5 Easy Ways to De-motivate Your Staff
By Wayne Mates
Make no mistake; the people who work with you everyday are vital to your success. These are the people you rely on to help you meet your company goals. Without them, there would be no success for you. It is always in your best interest to keep them motivated, to keep them productive. If you want to keep them that way, do not do any of the following:
- Set unrealistic expectations – This does not mean you can’t work with them to set challenging goals, goals that allow them to learn, grow and excel. Goals that allow them personal fulfillment are good challenges. What is not good is handing someone a list of objectives and goals for which they had no input. It is terrible you think so little of them that you need to dictate their objectives. Also, setting goals very high as to be unattainable creates an environment for de-motivation. People know what is doable and unless you have a whole new proven way of doing things, your employees are not going to buy in to your scheme.
- Waste their time – How many meetings, conference calls, reports are your employees attending or creating that add little or no value? How many people do you add to meetings or calls that are important just because you think they should be there?

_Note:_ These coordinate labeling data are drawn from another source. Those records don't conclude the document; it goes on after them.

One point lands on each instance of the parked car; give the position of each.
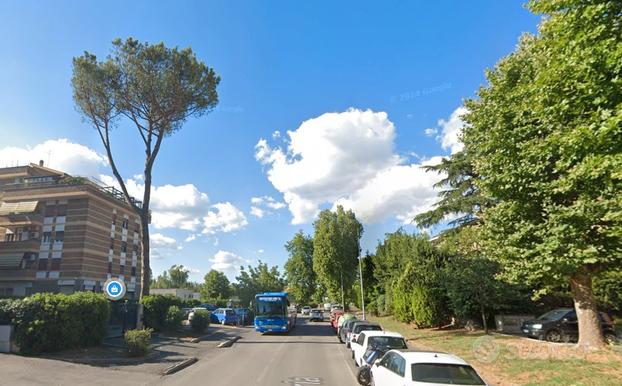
(341, 320)
(398, 367)
(561, 325)
(334, 318)
(225, 316)
(244, 316)
(367, 339)
(345, 329)
(359, 327)
(363, 375)
(193, 310)
(316, 316)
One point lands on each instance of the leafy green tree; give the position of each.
(179, 276)
(299, 272)
(336, 250)
(546, 141)
(216, 286)
(156, 88)
(254, 280)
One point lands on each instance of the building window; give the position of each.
(55, 266)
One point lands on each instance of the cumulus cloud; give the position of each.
(257, 212)
(347, 158)
(61, 154)
(228, 262)
(451, 130)
(223, 217)
(262, 206)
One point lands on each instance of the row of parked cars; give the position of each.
(229, 316)
(383, 358)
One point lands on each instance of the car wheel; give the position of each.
(553, 336)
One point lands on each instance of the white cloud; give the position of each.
(228, 263)
(158, 240)
(451, 130)
(61, 154)
(191, 237)
(347, 158)
(257, 212)
(223, 217)
(262, 206)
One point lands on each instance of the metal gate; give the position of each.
(123, 317)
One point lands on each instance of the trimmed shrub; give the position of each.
(155, 309)
(200, 321)
(137, 342)
(52, 322)
(173, 318)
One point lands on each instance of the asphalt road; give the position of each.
(308, 355)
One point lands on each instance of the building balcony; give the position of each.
(31, 245)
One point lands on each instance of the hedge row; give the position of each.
(48, 322)
(156, 313)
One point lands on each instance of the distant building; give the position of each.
(60, 233)
(181, 293)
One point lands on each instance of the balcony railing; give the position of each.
(42, 182)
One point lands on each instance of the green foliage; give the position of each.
(299, 272)
(173, 318)
(608, 291)
(155, 308)
(253, 280)
(137, 342)
(51, 322)
(216, 286)
(200, 321)
(336, 250)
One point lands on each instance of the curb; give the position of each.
(180, 365)
(230, 342)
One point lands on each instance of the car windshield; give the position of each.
(366, 327)
(553, 315)
(270, 307)
(445, 373)
(392, 342)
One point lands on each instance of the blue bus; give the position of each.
(273, 313)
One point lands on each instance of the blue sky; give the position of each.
(282, 63)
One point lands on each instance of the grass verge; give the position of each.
(510, 360)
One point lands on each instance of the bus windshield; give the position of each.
(270, 307)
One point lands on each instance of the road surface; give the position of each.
(308, 355)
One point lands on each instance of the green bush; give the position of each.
(200, 321)
(52, 322)
(137, 342)
(173, 318)
(155, 308)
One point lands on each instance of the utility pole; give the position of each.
(362, 289)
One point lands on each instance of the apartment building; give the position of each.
(60, 233)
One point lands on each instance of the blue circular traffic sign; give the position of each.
(114, 289)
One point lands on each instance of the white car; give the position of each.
(195, 309)
(366, 339)
(399, 367)
(357, 328)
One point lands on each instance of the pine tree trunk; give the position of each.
(590, 333)
(485, 323)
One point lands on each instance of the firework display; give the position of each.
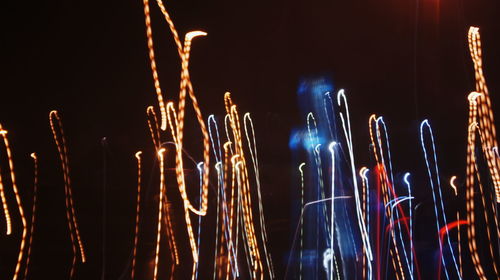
(199, 202)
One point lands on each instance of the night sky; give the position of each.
(88, 60)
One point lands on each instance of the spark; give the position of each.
(137, 212)
(33, 211)
(425, 123)
(60, 141)
(160, 206)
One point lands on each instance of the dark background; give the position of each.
(88, 59)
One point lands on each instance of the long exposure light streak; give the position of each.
(471, 175)
(348, 137)
(252, 147)
(60, 140)
(366, 216)
(301, 220)
(439, 198)
(485, 112)
(33, 212)
(5, 205)
(410, 209)
(455, 189)
(137, 212)
(18, 200)
(160, 206)
(385, 184)
(333, 261)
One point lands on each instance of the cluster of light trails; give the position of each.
(354, 223)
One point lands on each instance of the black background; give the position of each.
(88, 59)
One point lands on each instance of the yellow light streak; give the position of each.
(18, 200)
(160, 205)
(33, 212)
(70, 212)
(137, 211)
(5, 206)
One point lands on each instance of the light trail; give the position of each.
(252, 147)
(5, 205)
(333, 261)
(471, 175)
(455, 189)
(152, 60)
(366, 215)
(410, 208)
(348, 137)
(439, 198)
(384, 181)
(60, 141)
(33, 212)
(484, 111)
(160, 206)
(301, 220)
(137, 212)
(18, 200)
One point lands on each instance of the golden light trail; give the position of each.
(18, 200)
(5, 206)
(160, 206)
(179, 169)
(484, 110)
(137, 212)
(471, 229)
(455, 189)
(396, 261)
(33, 212)
(70, 211)
(252, 147)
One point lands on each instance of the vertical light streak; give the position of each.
(333, 261)
(391, 189)
(172, 118)
(312, 129)
(221, 193)
(137, 212)
(249, 225)
(252, 147)
(384, 182)
(471, 162)
(195, 265)
(485, 112)
(160, 206)
(70, 211)
(18, 200)
(366, 215)
(5, 206)
(33, 211)
(151, 53)
(153, 126)
(301, 166)
(455, 189)
(410, 209)
(348, 137)
(438, 186)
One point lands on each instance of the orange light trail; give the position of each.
(70, 212)
(5, 206)
(137, 211)
(18, 200)
(33, 211)
(471, 167)
(160, 206)
(485, 112)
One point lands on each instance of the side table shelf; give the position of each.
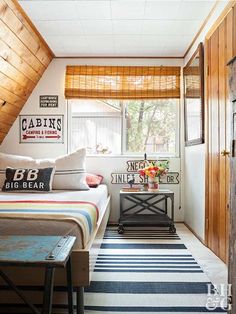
(144, 209)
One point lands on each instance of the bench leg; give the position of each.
(80, 300)
(69, 287)
(48, 290)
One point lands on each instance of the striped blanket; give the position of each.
(84, 214)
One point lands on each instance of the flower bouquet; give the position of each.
(153, 171)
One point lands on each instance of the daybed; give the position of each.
(31, 213)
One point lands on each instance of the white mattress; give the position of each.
(97, 196)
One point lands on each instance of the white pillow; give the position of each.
(70, 172)
(13, 161)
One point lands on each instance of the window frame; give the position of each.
(124, 153)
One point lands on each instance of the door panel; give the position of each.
(219, 52)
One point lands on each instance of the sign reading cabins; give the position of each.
(41, 129)
(48, 101)
(132, 173)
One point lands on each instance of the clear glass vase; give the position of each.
(153, 184)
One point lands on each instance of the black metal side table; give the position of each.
(143, 209)
(39, 251)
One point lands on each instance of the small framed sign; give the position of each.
(123, 178)
(41, 128)
(48, 101)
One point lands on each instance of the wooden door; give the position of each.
(218, 53)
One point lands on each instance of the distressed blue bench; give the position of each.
(44, 251)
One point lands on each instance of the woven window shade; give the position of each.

Reality may dictate that some of these folks are much better served by not attending. Maybe they can be productive instead. I have seen far too many “bosses” create unnecessary meetings and calls so they can pontificate to an audience. If you want to pontificate give your talk to your mirror, but don’t waste valuable time.
- Create constant fire drills – Take a look at the last several months of your activity. How many times have you sent out requests for information or reports where you need the information today? Every time you do that, your staff drops vital tasks to respond to your requests. By the time they finish acting upon your needs, they have forgotten what it was they were working on that was important. Oh, you say you need the information for an important client? Shouldn’t you develop the skills to set the appropriate expectation with that customer? They will respect you for it. Yes, there are occasions when a “fire drill” is necessary, but keep them to a minimum.
- Treat them as expendable resources –Especially in today’s economy, it is easy to look at unemployment numbers and conclude that you can replace anyone in the company. The truth is you probably could. But, the expense of training new people is high, not to mention the costs of recruiting new folks. I have had a senior manager state in a meeting that nothing needed to be done to keep staff incented because staff had no other options. What a load of BS. Your best staff always has options. If word gets out employees are expendable, you may be looking at losing your most highly skilled people.
- Don’t share the wealth – Want to keep your company in business and creating new ideas which can lead to more revenue and profit, create an incentive plan that rewards profitable ideas. Give people an opportunity to be creative AND to share in the profitability of an idea and you will have a multitude of new ideas to work with. Create an environment where people see you taking all the profit and living a rich life and they will not excel for you.
If you recognize yourself doing any of these things, it is time to stop and reassess how you manage your company. This goes not only for company owners but for management as well. Just take the last 6 months or a year, look at your actions and how they may have been detrimental to your success. Then, more importantly, promise yourself you will change how you manage your business.